Вашингтон вздрогнул, посмотрел на нее, медленно поднялся на ноги, и они двинулись вперед.
XVI
Вашингтон взглянул на светящиеся часы. Стрелки показывали почти двенадцать. Снаружи не доносилось ни звука, слышалось только тихое дыхание Стеллы. Они заночевали в первой попавшейся деревушке, где у носильщика из Майолы были знакомые. К белым отнеслись дружелюбно и предоставили им пустующую хижину на отшибе.
Внутри было жарко и душно. Вашингтон стянул с себя рубашку и остался в одних шортах. Капли пота ползли по коже, словно насекомые. Приподняв противомоскитную сетку, он выскользнул из-под нее и поспешно, пока туда не залетели насекомые, опустил. Он встал и посмотрел в угол хижины, где спала Стелла. На обнаженное тело садились москиты. Отгоняя их от лица, он нащупал среди своих вещей рубашку и накинул ее на плечи. Стелла не шевелилась. Он почти не видел ее, только смутные очертания фигуры под темным сетчатым навесом. Ночь была безлунная, но светлая. Дверь выходила на широкую утоптанную площадь, вокруг которой теснились деревенские лачуги. Над макушками деревьев сияли редкие бледные звезды.
Он быстро подошел к двери, сел на ступеньки лестницы и натянул носки. Было бы неразумно ходить в этих местах без обуви, но Вашингтон не хотел будить носильщиков. Наконец он сунул руку в карман рубашки и достал карманный фонарик и резной кокосовый орешек, который взял со стола Энтони Найала. Он прислушался.
Вашингтон не боялся. По крайней мере, не так, как в своем доме в Марапаи. Стелла придавала ему уверенности. Она так спокойно и крепко спала в хижине. За день они прошли почти тридцать километров, она легла в девять часов и, словно уставшее дитя, тотчас же уснула. Ее решимость придавала ему мужества; она не боялась ни джунглей, ни людей в деревне. Непривычную обстановку, в которой они оказались, она воспринимала как нечто обыденное. Целый день она проявляла восхитительную выносливость, практицизм, неукротимость духа. Они почти не разговаривали, но время от времени, оглядываясь через плечо, он видел, с каким оживлением и интересом она смотрит по сторонам. Казалось, ей было любопытно все, что их окружало, и она совсем не боялась. Беспокойство носильщиков-туземцев не передавалось ей. От Вашингтона не ускользнула ирония положения — то, что именно Стелла вселяла в него уверенность, — и он улыбнулся в темноте. Потом он встал и, осветив фонариком лестницу, осторожно спустился на землю.
Под хижиной спали три туземца и Хитоло. Тропа впереди тонула в сумраке. Вашингтон бросил быстрый взгляд в ту сторону, но сумел различить лишь расплывчатые контуры толстых стволов. За ними была непроглядная тьма.
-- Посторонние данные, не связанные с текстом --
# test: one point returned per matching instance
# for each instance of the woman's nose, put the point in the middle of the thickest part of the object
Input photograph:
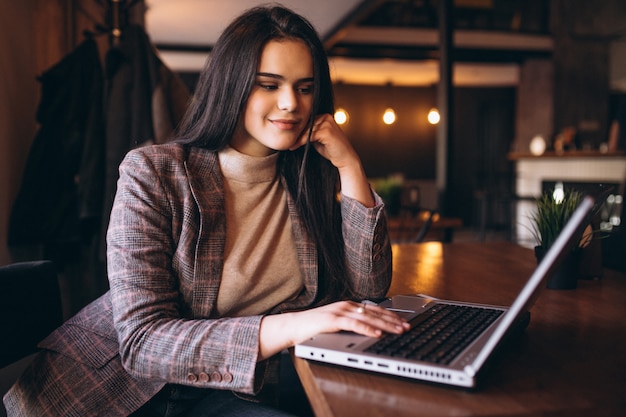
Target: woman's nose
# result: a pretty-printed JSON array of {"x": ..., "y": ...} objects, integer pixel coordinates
[{"x": 287, "y": 100}]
Он знал, что если бы смотрел дольше, то разглядел бы движение в листве, клубящуюся словно дым тьму, складывающуюся в густые, мигающие черными очами тени. Он знал все эти уловки ночи. Это ее неуловимые тени и жалящие звуки на много недель лишили его сна, это ее крохотные огоньки не давали ему сомкнуть глаз, когда он лежал в своей постели в Марапаи. Он знал, как опасно слишком долго смотреть ночью на дрожащий лист или на светляка.
Но было темно, и он не мог заставить себя не думать об этом. Его нога ступила на пропитанную влагой землю. Впереди белым мотыльком порхало пятнышко света от фонаря. Он не сводил глаз с этого пятнышка и цепенел при мысли о змеях и скорпионах, которые могли ужалить босую ногу. Но казалось, что в нем, спокойном, сосредоточенном человеке, осторожно, чтобы не хрустнул лист или веточка под ногами, крадущемся за пляшущим пятном света, скрывается другое существо, даже не человеческое, которое замерло в предчувствии опасности, навострив уши; шерсть на спине вздыбилась, нервы уподобились щупальцам морского анемона и осязали сумрак ночи.
Тьма за спиной не беспокоила его. Там был путь, по которому они пришли, дорога в Каирипи и Марапаи. Деревню окутывал теплый необитаемый мрак, очищенный от зла потом человеческих тел, дыханием спящих мужчин и женщин, доверчивостью детей. Темнота впереди была иной. Там могло затаиться все что угодно, и до Эолы оставалось всего два дня пути.
Огибая хижину, тропинка вела к месту, где носильщики разложили костер. Спереди и сзади была плетеная изгородь, что-то вроде загона для свиней. Угасающее пламя костра освещало вытянутые ноги одного из носильщиков, голова и туловище которого лежали в тени хижины, а ноги — поперек тропинки. Хитоло и остальные провожатые забились под лачугу. Вашингтон слышал их дыхание.